Early in October, seven students from five different Chicagoland colleges and universities joined me to grapple with local racial and economic justice issues, begin to hone our skills in community organizing, and unpack what it means to pursue justice Jewishly. Each fellow came with a different understanding of social change, a different relationship to Judaism, and a different experience with Chicago issues.
Through bi-weekly workshops, skill building, and engagement with local organizing efforts, the first cohort has begun creating a platform for long term social change, exploring how to embrace and push their community forward, so that as Jews we stand in deep solidarity with other groups who face marginalization and violence. In the time we have spent together, two things stick out to me most about what this program can accomplish. First, it brings much needed understanding and agency to young people across Chicago who now know exactly how things like police misconduct and threats to immigrant communities are allowed to become commonplace. Second, it gives young college-age students, with so much of the energy and autonomy to take action, the opportunity to be pulled in to organizing spaces where they feel accountable to the fight for justice.
Throughout the program, I have had the opportunity to listen to our Fellows as they have taught me what they are learning about local campaigns for police accountability and immigrant rights. They now speak with authority and urgency, and are compelled to spread what they are learning to others on their campus, and to their friends and family. They mention feeling angry but also energized, able to move forward now that they are plugged in to the specific ways our systems need fixing.
I can also see how they are now more a part of the work we are doing at JCUA, and throughout Chicago. Through relational meetings and involvement in campaign actions and events, they are now closer to the work, to the people who are directly impacted, to their fellow Jews who are already standing up and fighting back. Because of their work to get to know each other and their own communities, they understand what questions to ask to get at the root of why people organize. Because of their participation in community meetings, teach-ins, and rallies, they feel ownership and responsibility for the issues.

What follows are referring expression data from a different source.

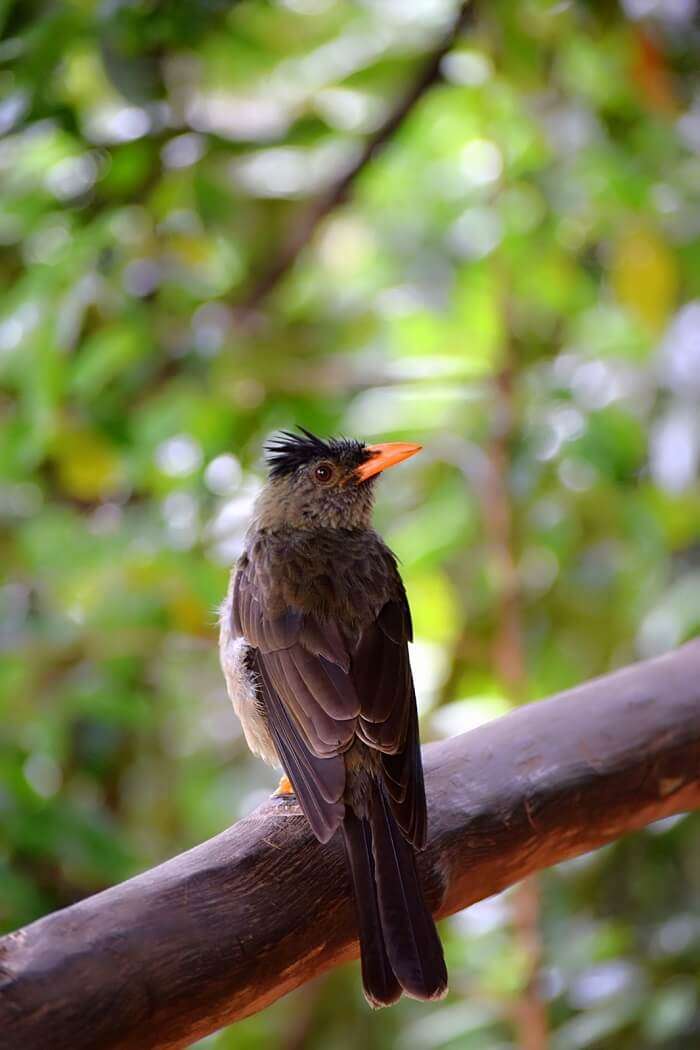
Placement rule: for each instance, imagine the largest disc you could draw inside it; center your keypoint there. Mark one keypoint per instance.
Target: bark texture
(221, 930)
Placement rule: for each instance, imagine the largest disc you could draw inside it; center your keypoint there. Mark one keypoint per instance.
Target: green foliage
(524, 248)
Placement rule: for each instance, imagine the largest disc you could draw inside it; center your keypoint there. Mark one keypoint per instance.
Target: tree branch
(339, 192)
(223, 930)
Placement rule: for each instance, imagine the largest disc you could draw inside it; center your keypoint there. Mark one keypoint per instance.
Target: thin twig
(339, 192)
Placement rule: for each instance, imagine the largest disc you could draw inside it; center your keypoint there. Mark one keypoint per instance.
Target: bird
(314, 648)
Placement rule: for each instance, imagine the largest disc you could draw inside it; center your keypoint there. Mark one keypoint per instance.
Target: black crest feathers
(287, 452)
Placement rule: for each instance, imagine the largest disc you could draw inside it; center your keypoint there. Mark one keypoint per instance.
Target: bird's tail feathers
(399, 943)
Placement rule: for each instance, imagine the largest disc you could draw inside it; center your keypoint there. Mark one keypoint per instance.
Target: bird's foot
(284, 789)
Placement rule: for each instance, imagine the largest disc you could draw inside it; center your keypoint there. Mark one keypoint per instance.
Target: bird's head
(316, 483)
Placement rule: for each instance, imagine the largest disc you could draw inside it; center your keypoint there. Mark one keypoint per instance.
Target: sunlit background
(512, 279)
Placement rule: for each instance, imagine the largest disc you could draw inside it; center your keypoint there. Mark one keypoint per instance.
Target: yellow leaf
(644, 275)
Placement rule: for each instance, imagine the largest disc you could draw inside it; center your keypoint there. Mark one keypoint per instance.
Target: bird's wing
(322, 692)
(388, 716)
(302, 668)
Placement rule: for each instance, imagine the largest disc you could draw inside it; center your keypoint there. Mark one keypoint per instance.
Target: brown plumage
(315, 648)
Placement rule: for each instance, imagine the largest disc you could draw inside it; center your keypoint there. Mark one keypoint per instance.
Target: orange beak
(383, 456)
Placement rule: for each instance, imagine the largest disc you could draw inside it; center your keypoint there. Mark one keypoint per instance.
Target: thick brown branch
(338, 193)
(223, 930)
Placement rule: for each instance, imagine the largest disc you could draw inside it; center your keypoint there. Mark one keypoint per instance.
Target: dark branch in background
(225, 929)
(510, 663)
(339, 192)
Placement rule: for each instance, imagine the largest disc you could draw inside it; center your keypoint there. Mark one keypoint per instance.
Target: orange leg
(284, 788)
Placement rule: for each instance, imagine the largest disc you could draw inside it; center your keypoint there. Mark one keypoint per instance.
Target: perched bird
(314, 646)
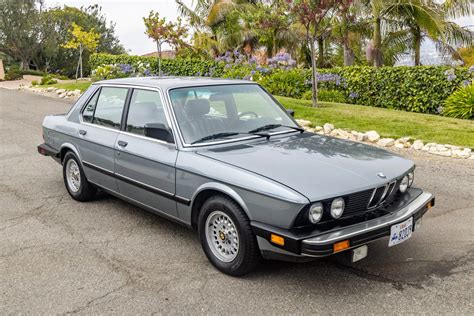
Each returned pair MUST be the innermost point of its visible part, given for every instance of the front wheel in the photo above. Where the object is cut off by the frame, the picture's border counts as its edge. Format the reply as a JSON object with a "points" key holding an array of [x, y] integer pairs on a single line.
{"points": [[226, 236]]}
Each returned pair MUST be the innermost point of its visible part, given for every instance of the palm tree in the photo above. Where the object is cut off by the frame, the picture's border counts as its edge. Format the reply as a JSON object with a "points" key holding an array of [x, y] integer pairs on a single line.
{"points": [[221, 20], [416, 15]]}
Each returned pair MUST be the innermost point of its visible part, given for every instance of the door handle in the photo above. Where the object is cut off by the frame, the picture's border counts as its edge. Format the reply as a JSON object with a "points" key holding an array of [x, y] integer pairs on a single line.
{"points": [[121, 143]]}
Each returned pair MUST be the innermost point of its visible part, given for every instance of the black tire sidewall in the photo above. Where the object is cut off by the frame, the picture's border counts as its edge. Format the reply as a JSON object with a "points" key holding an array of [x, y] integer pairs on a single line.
{"points": [[79, 195], [246, 257]]}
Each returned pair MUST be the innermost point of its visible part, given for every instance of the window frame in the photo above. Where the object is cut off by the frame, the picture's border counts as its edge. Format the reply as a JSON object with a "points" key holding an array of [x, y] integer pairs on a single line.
{"points": [[127, 110], [97, 92], [224, 141]]}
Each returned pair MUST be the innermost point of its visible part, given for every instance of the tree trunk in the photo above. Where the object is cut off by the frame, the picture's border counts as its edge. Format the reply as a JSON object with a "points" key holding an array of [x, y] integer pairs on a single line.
{"points": [[348, 55], [320, 62], [158, 46], [348, 52], [25, 63], [314, 72], [80, 58], [417, 45], [377, 43]]}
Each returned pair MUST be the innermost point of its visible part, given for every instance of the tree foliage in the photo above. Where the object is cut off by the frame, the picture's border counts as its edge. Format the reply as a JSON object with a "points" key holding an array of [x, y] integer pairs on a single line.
{"points": [[162, 32], [34, 35], [82, 41]]}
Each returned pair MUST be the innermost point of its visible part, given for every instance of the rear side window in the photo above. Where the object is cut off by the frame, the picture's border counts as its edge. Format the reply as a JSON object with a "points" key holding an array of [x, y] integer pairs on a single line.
{"points": [[88, 112], [145, 108], [105, 108]]}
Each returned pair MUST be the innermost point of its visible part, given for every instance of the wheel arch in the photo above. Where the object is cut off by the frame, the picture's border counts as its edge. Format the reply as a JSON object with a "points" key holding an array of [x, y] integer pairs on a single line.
{"points": [[207, 190], [68, 147]]}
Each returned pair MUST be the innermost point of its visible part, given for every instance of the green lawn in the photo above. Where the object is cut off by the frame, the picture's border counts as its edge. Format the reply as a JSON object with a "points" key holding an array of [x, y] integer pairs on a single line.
{"points": [[388, 123]]}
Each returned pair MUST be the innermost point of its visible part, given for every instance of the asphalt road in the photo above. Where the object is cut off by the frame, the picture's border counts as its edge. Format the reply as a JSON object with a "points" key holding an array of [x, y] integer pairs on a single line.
{"points": [[107, 256]]}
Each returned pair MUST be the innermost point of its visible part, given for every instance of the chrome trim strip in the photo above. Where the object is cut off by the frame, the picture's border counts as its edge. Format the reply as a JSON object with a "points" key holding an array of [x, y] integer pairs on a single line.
{"points": [[371, 198], [139, 184], [128, 86], [97, 168], [143, 205], [373, 224]]}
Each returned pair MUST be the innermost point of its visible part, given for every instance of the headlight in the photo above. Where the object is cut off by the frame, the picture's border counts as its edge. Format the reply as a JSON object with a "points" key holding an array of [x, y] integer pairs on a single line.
{"points": [[315, 212], [404, 184], [411, 177], [337, 207]]}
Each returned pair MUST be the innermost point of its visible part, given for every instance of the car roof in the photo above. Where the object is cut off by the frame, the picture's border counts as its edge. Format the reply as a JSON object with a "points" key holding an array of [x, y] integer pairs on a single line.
{"points": [[172, 82]]}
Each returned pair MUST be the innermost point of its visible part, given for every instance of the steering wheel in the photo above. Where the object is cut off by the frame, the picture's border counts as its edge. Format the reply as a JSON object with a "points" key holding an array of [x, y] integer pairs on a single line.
{"points": [[242, 114]]}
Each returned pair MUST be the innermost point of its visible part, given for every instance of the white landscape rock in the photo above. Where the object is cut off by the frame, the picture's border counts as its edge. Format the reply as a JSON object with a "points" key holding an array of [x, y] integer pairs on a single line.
{"points": [[386, 142], [303, 123], [328, 128], [373, 136], [417, 145], [458, 153]]}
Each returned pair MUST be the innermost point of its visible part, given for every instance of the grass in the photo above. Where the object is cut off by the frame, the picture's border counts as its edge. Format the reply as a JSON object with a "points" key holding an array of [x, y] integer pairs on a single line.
{"points": [[388, 123]]}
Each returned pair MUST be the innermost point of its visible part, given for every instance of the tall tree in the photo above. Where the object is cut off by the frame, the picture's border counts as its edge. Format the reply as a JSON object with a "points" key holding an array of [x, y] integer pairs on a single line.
{"points": [[21, 32], [162, 32], [82, 41], [311, 13]]}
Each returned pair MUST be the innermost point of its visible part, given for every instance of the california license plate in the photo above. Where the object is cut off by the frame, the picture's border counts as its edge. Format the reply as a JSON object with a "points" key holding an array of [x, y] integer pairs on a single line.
{"points": [[400, 232]]}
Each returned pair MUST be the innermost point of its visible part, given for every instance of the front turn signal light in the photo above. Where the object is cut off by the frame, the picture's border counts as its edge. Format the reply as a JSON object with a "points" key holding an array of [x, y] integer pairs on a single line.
{"points": [[342, 245], [278, 240]]}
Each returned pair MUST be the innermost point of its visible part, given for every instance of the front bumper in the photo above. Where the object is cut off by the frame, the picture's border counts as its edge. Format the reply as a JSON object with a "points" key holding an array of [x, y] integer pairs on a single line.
{"points": [[321, 243]]}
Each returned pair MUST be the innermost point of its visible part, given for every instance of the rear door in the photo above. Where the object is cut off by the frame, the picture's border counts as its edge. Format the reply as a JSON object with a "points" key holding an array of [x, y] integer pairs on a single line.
{"points": [[145, 167], [100, 125]]}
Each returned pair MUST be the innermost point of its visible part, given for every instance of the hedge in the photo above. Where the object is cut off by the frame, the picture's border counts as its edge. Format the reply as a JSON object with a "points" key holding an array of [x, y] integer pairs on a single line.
{"points": [[416, 89], [177, 67]]}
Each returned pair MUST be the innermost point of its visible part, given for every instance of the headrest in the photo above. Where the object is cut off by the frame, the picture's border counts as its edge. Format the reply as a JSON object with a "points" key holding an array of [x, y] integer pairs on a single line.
{"points": [[197, 107]]}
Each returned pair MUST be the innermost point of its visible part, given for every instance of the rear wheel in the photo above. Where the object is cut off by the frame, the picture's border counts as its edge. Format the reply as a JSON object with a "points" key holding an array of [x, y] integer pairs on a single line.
{"points": [[75, 180], [226, 236]]}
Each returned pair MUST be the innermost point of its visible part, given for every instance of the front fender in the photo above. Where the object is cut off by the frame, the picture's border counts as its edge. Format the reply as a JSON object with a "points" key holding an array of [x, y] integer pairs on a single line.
{"points": [[225, 189]]}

At one of our last actions of the year, an Organizing Fellow and I led a JCUA contingent to Chicago’s rally to demand a Clean DREAM Act. That evening felt symbolic, as a culminating moment of the ways in which the young people and program staff at JCUA have been brought in closer to the work we are doing because of this new Organizing Fellowship. I am proud of what this first cohort has accomplished thus far, and am eager for the next half of our year together to begin.